From: Jinjiang Tu <tujinjiang@huawei.com>
To: <osalvador@suse.de>, <david@redhat.com>,
<akpm@linux-foundation.org>, <muchun.song@linux.dev>
Cc: <linux-mm@kvack.org>, <wangkefeng.wang@huawei.com>,
<tujinjiang@huawei.com>
Subject: [PATCH v3] mm/hugetlb: fix set_max_huge_pages() when there are surplus pages
Date: Mon, 7 Apr 2025 20:47:06 +0800 [thread overview]
Message-ID: <20250407124706.2688092-1-tujinjiang@huawei.com> (raw)
In set_max_huge_pages(), min_count should mean the acquired persistent
huge pages, but it contains surplus huge pages.
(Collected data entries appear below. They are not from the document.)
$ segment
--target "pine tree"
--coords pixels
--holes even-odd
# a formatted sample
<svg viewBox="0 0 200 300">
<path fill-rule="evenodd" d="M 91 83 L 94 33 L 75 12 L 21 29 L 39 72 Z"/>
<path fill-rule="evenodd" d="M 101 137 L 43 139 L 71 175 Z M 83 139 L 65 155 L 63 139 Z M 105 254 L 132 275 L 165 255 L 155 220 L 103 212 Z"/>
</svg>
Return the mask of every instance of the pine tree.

It will leads to failing
to freeing free huge pages for a Node.
Steps to reproduce:
1) create 5 hugetlb folios in Node0
2) run a program to use all the hugetlb folios
3) echo 0 > nr_hugepages for Node0 to free the hugetlb folios. Thus the 5
hugetlb folios in Node0 are accounted as surplus.
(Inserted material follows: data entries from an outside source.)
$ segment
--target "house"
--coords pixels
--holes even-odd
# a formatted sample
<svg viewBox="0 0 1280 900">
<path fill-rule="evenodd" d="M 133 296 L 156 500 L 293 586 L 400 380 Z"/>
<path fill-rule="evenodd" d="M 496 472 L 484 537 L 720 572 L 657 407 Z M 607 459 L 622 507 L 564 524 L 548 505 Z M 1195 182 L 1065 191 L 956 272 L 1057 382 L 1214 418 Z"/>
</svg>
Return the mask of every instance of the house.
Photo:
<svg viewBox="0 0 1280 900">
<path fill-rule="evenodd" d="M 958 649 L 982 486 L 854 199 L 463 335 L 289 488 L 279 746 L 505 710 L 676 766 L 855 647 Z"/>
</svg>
4) create 5 hugetlb folios in Node1
5) echo 0 > nr_hugepages for Node1 to free the hugetlb folios
The result:
Node0 Node1
Total 5 5
Free 0 5
Surp 5 5
We couldn't subtract surplus_huge_pages from min_mount, since free hugetlb
folios may be surplus due to HVO. In __update_and_free_hugetlb_folio(),
hugetlb_vmemmap_restore_folio() may fail, add the folio back to pool and
treat it as surplus. If we directly subtract surplus_huge_pages from
min_mount, some free folios will be subtracted twice.
To fix it, check if count is less than the num of free huge pages that
could be destroyed (i.e., available_huge_pages(h)), and remove hugetlb
folios if so.
Since there may exist free surplus hugetlb folios, we should remove
surplus folios first to make surplus count correct.
The result with this patch:
Node0 Node1
Total 5 0
Free 0 0
Surp 5 0
Fixes: 9a30523066cd ("hugetlb: add per node hstate attributes")
Signed-off-by: Jinjiang Tu <tujinjiang@huawei.com>
---
Changelog since v2:
* Fix this issue by calculating free surplus count, and add comments,
suggested by Oscar Salvador
mm/hugetlb.c | 19 ++++++++++++++++++-
1 file changed, 18 insertions(+), 1 deletion(-)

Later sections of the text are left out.